A scout was in the press box before the game during last week’s homestand when the Michael Bourn trade went down. The scout, who covered the Midwest and saw some of Gominsky in college, said he thought Bourn could be a close comparison for Gominsky’s ceiling – great arm, good speed, little power but a good hit tool.
Also, make sure not to overlook another ValleyCat with an even stronger arm: reliever Dayan Diaz. He came on for Juri Perez with a man on and no outs in the seventh inning, and completed it with this sequence: 94 mph fastball past Jordan Tripp; 94-mph fastball up the ladder chased by Xavier Mackliln; fastball on the inside corner to freeze Jacob Tanis.
He got another strikeout to open the eighth inning, allowed a single, induced a ground ball but got the wrong end of a bang-bang call on the back end of the double play and allowed a soft roller with eyes through the 3-4 hole, giving the Lake Monsters some life. But Diaz got two strikes and reached back for a 95-mph fastball, and Chad Lewis had no chance.
Diaz, despite working out of the bullpen, has now earned five victories, tied for the NYPL lead.
The ValleyCats pulled to within five games of the division-leading Lake Monsters, exactly where they were through 47 games last season. Though they have three teams to catch, the ‘Cats can still dream of a comeback.

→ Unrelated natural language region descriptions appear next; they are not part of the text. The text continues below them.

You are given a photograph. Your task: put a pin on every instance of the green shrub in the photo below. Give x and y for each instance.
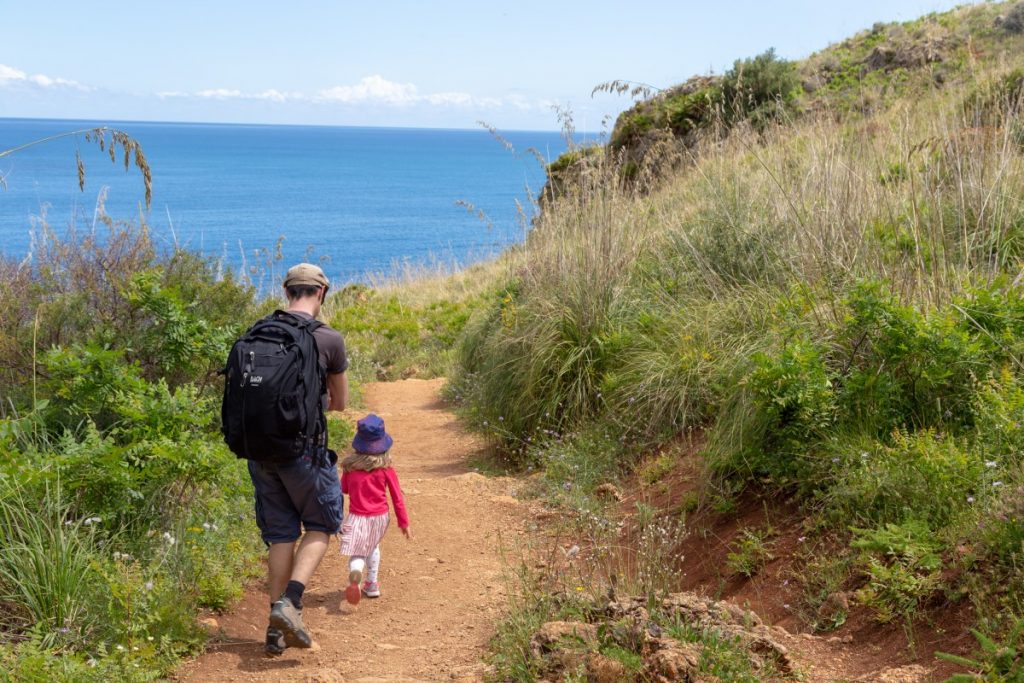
(752, 550)
(779, 411)
(902, 565)
(923, 475)
(995, 662)
(760, 88)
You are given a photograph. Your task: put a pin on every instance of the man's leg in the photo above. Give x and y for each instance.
(307, 558)
(286, 563)
(281, 559)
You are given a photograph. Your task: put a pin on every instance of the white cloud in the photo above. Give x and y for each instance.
(371, 89)
(10, 76)
(219, 93)
(232, 93)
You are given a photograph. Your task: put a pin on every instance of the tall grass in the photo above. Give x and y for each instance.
(47, 573)
(835, 299)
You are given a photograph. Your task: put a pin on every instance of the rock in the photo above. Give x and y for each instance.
(608, 491)
(673, 662)
(835, 608)
(911, 674)
(324, 676)
(547, 638)
(470, 477)
(601, 669)
(210, 624)
(761, 643)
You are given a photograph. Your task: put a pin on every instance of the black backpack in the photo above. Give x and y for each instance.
(273, 386)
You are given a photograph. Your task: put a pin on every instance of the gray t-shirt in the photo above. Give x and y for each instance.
(331, 345)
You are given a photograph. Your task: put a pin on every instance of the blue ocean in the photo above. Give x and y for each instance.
(359, 201)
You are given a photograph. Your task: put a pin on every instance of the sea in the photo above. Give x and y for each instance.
(363, 202)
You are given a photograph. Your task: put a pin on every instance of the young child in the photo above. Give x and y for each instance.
(366, 474)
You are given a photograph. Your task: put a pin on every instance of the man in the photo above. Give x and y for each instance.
(304, 491)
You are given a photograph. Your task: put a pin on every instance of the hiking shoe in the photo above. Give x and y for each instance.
(286, 617)
(274, 642)
(352, 592)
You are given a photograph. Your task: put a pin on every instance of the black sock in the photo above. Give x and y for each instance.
(294, 593)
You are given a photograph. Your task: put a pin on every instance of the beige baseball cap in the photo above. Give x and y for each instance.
(306, 273)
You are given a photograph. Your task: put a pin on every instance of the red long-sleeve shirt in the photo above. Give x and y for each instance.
(367, 496)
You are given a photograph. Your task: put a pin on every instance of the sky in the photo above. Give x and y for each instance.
(430, 63)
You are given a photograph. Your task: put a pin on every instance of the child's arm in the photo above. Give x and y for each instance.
(396, 500)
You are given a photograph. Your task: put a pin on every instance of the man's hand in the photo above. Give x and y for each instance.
(337, 389)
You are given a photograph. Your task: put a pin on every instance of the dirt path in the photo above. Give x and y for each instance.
(442, 592)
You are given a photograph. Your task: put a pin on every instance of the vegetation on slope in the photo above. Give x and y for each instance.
(832, 297)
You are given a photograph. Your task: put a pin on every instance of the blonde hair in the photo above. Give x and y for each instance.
(366, 462)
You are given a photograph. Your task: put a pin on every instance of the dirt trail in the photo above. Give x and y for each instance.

Adding to the excitement is the fact that all four teams have played at about the same level this season. Although five games separate the top and bottom of the division, every team has a run differential within 12 runs of the others:
Though they have struggled to win close games this season, the ‘Cats hope that last night may have been a turning point.
“It’s important to get the ball rolling at home,” McCurdy said. “We’ve got a couple games here, then we go on the road for a couple and a big homestand. It’s always fun to play at home, and over the last month or so, we really have to get going.”
Meanwhile, Valenzuela says he wouldn’t mind a playoff push – after missing the first half of the season, he wants to be a part of as many games as possible.
“I would like to play a lot of baseball still,” he said. “I really want us to get hot and keep playing a lot of games.”